3) Prinsip kombinasi lex loci dan lex fori
* Harus memenuhi dua syarat, yaitu:
(1) Actionability,
Yaitu seorang penggugat di pengadilan harus dapat membuktikan bahwa tindakan tergugat merupakan suatu perbuatan yang membawa kewajiban untuk memberikan ganti kerugian.
(2) Justifiability,
Yaitu perbuatan yang dipersengketakan harus juga merupakan perbuatan yang melanggar hukum di tempat dimana perbuatan tersebut dilaksanakan.

*Berdasarkan prinsip ini, maka dalam kasus Munir actionability dapat dibuktikan penggugat (Suciwati) sedangkan justifiability juga terpenuhi dimana perbuatan pembunuhan yang dilakukan dapat dihukum.

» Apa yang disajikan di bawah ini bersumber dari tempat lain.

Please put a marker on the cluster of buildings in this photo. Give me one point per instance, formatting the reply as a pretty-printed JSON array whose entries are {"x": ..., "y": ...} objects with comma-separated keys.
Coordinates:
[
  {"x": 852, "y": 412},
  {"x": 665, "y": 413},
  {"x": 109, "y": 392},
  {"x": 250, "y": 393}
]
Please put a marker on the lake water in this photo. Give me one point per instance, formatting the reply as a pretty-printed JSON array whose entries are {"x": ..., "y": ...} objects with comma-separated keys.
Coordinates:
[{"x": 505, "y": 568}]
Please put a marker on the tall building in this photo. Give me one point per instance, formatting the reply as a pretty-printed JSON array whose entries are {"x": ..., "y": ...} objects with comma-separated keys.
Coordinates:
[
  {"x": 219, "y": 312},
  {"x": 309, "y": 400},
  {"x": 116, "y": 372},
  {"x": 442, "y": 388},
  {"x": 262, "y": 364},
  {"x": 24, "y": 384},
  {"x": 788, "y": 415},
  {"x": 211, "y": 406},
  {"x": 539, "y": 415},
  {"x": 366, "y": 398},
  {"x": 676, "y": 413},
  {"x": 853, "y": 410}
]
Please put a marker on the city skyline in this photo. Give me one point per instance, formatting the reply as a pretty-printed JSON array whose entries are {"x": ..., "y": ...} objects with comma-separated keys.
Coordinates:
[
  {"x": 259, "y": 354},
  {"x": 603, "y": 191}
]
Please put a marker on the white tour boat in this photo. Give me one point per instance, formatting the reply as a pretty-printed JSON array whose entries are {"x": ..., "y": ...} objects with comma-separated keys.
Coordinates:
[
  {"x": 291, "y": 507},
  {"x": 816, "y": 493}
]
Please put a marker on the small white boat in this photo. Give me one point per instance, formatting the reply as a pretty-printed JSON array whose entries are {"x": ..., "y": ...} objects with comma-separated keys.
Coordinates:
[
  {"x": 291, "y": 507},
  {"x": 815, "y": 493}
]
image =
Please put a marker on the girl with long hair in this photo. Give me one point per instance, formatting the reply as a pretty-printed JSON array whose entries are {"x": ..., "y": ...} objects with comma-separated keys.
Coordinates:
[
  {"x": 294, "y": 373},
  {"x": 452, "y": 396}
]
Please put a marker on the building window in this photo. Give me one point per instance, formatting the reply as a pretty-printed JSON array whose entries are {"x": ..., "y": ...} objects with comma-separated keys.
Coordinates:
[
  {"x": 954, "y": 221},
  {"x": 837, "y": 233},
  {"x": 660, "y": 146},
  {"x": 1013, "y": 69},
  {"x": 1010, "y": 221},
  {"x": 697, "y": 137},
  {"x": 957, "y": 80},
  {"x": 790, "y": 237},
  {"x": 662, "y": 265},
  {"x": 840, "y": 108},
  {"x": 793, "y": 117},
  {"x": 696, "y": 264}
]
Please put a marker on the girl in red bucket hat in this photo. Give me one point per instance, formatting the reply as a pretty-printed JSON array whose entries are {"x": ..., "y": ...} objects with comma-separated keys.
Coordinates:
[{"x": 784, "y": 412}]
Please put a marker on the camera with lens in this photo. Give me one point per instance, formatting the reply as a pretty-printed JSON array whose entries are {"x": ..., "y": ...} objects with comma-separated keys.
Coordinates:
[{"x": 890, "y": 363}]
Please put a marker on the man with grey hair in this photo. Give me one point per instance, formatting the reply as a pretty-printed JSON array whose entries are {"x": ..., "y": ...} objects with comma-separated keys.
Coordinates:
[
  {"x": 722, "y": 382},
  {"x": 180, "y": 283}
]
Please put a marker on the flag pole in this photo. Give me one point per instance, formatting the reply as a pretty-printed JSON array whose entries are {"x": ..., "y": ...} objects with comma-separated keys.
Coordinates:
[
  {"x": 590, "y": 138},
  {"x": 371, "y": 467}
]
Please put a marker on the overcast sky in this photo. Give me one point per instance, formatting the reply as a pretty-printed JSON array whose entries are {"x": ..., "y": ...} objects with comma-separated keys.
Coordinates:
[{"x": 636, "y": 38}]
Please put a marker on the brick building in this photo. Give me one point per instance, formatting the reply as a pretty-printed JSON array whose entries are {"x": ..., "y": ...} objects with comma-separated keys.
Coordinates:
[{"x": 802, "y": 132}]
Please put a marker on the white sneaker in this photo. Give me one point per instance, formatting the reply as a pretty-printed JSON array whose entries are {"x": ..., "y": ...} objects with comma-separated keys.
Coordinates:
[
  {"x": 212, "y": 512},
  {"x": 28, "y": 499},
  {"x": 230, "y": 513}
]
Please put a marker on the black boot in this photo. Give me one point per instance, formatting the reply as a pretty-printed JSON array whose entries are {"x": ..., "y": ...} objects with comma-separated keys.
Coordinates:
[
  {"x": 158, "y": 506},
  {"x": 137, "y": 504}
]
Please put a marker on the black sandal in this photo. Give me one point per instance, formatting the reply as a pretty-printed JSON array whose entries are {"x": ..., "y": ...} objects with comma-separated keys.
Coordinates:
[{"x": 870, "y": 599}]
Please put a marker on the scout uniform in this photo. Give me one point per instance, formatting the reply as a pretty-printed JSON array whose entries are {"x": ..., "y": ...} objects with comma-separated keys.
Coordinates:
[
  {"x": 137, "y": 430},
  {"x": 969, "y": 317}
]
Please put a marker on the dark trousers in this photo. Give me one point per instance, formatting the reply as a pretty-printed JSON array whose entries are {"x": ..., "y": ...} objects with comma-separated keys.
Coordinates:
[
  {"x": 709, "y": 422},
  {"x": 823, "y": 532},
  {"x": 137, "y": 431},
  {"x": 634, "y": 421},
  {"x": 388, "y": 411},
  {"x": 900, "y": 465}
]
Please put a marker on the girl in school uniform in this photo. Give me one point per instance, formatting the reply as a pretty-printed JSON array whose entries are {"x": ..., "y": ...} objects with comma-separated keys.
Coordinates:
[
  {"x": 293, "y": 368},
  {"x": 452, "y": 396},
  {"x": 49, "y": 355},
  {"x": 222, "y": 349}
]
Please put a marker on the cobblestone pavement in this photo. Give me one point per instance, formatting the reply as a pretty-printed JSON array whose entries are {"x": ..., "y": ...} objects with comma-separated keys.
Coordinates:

4) Prinsip lex loci delicti diperhalus
- Merupakan prinsip lex loci delicti commisi yang diberlakukan secara tidak kaku, melainkan dapat diadakan perubahan seperlunya dalam pengevalusian beratnya titik-titik taut yang bersangkutan.
- Cara menentukan tempat (locus) suatu perbuatan melawan hukum, ada beberapa teori, yaitu:
a. Tempat terjadinya kerugian;
b. Tempat dilakukannya perbuatan;
c. Kombinasi dengan kebebasan memilih hukum manakah yang akan diterapkan.
- Berdasarkan prinsip ini, maka dalam kasus Munir maka strongest interest (kepentingan terkuat) adalah Indonesia, dan sociale unwelt (suasana sosial).



BAB V

KESIMPULAN


Berdasarakan uraian Tim Penulis diatas, maka dapat ditarik kesimpulan sebagai berikut:
1) Pengadilan yang berwenang mengadili kasus ini adalah Pengadilan Indonesia.
2) Yang menjadi titik taut primer (titik taut pembeda) kasus ini sehingga merupakan kasus perdata internasional adalah tempat diracuninya (Singapura), tempat merasakan sakit (Madras), dan tempat meninggalnya (Belanda).
3) Klasifikasi kasus ini dalam hukum perdata internasional adalah perbuatan melawan hukum (onrechtmatigedaad).
4) Yang menjadi titik taut sekunder (titik taut penentu) kasus ini untuk menentukan hukum mana yang berlaku adalah adalah tempat diracuninya (Singapura), tempat merasakan sakit (Madras), dan tempat meninggalnya (Belanda).
5) Lex cause kasus dalam kasus ini adalah Hukum Indonesia.